Short- And Long-Term Reasons for Small Companies to Offer a 401(k)

If yours is a small company, you may feel envious about the fabulous employee benefits packages offered by the big guys. Just like them, you need to attract and retain key talent to move your business forward. But with their fancy dry cleaning pick up service and pet insurance, how can you compete with larger companies?

You’ll need to take both a short-term and a long-term view. It’s challenging, we know, considering all of the hats you wear in the course of your day. To make things easier, we’re only going to talk about one benefit your company really needs: a 401(k) plan. This plan is so integral to your efforts to grab great talent, and so key to your business today and tomorrow, that we think it’s a good place to begin.

Now: Compete for Talent

While a 401(k) plan isn’t as sexy as vacation discounts or an on-site taco bar, it is beneficial to even the smallest companies. Employees expect to be offered a plan, and may pass on an opportunity to work for you if you don’t have one available.

They don’t necessarily want to know the plan’s details, but they do want to know it’s there. And, according to the Spark 401(k) Small Business Retirement Planning Index 2017, about 48% of employees who left their company reported that not having a retirement plan influenced their decision.

With that in mind, why do only about 50% of companies with 50-99 employees offer a 401(k) or similar plan, compared with more than 90% of very large companies? You may think it’s because plans are complicated.

Of course, any program that involves the tax code does have the potential for complexity. But the truth is that, by engaging a Third Party Administrator and an investment advisor, the plan can run smoothly, without distracting you (much) from your day-to-day business responsibilities.

So it must be the cost, right? Not really. You can enjoy some of the same tax benefits as can larger companies when you offer a plan. In fact, there are tax benefits available to small companies offering a 401(k) plan that are not available to big companies.

If you have fewer than 100 employees, your firm may be able to claim a tax credit up to $500 per year for the first 3 years you have the plan. This helps offset the cost of setting up and administering the plan. You can find details about this program on the IRS website, and be sure to ask your CPA about it.

Later: Promote Retirement Readiness (For You and Them!)
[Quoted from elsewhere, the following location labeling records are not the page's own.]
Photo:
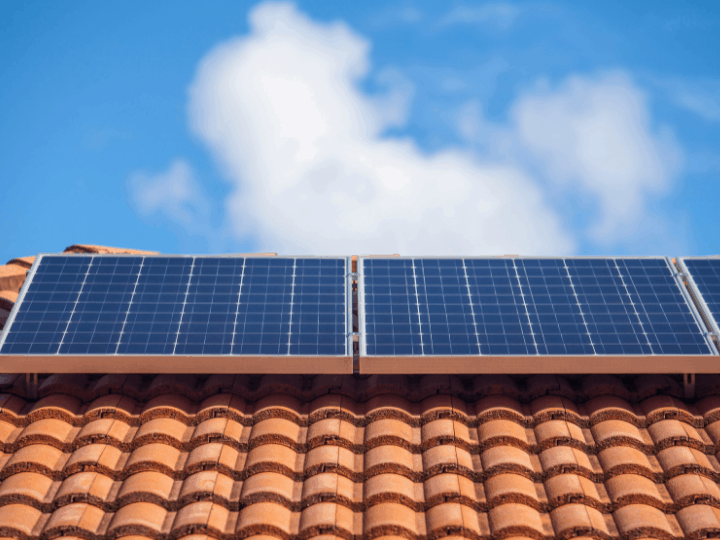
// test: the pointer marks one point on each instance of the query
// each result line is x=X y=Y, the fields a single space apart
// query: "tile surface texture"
x=173 y=456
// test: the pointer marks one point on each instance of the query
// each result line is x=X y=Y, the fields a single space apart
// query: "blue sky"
x=350 y=128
So far we’ve provided some of the short-term reasons it makes sense for a small business to offer a 401(k) plan. There are some excellent long-term reasons, too.

Many times owners of small companies see themselves retiring on proceeds from the sale of the business—eventually. Company profits may be sent back into the company rather than into retirement savings for the owners. When you sponsor a 401(k) plan for your employees and watch their account balances grow, you may have a harder time ignoring the opportunity for yourself—which may encourage you to save for yourself, too.

Perhaps the most compelling long-term reason to offer a 401(k) plan is its ability to promote retirement readiness for your employees. Often in small businesses, the people you work with become your daytime family, and you want to see them able to retire when they want to. But there are other reasons that, as a business owner, you want to see your employees retire on time.

First, it’s a matter of dollars and cents. Employees who delay retirement may cost more for your health plan, workers compensation, and a number of other programs. A recent study from Prudential (Why Employers Should Care About the Cost of Delayed Retirements) found that a one-year increase in the average age of retirement for a single employee costs the average employer $50,000.

This figure assumes that, under ordinary circumstances, the individual would have retired on time and a new, entry-level person would be hired, with the people in-between advancing a notch in the organization. The $50,000 represents “workforce costs,” which Prudential defines as wages and salaries, payroll expenses, insurance programs, retirement plans, and various leaves and benefits.

Employees whose sole reason to delay retirement is a lack of financial preparedness may be less productive. This, too, has a financial effect on the employer. Research from Lockton (Finding the Links Between Retirement, Stress, and Health) found that workers with high levels of financial stress use twice as much sick time when they aren’t ill as do non-stressed employees. The impact may be felt in productivity as well as health plan costs, because the study also shows that high-stress workers are three times more likely to take prescription drugs for chronic illness.

And finally, when older employees are unable to retire on time, younger workers who aspire to move up in the organization may become discouraged with the wait, leading them to seek opportunities elsewhere.

It’s a Joint Effort

When you offer a 401(k) plan, you’re beginning to tackle these important issues. But you’re only partway there. Make sure employees understand the reasons they should join the plan, and how to invest their savings to meet their retirement goals. If you choose the right professionals to help, these key points won’t be left up to you alone.

Instead, your TPA will use the latest technology to administer the plan, keeping costs down. Your plan’s advisor will make sure the investments offered are appropriate and that employees understand how they can take advantage of them. Together, you can make a successful 401(k) plan—even if your company is small.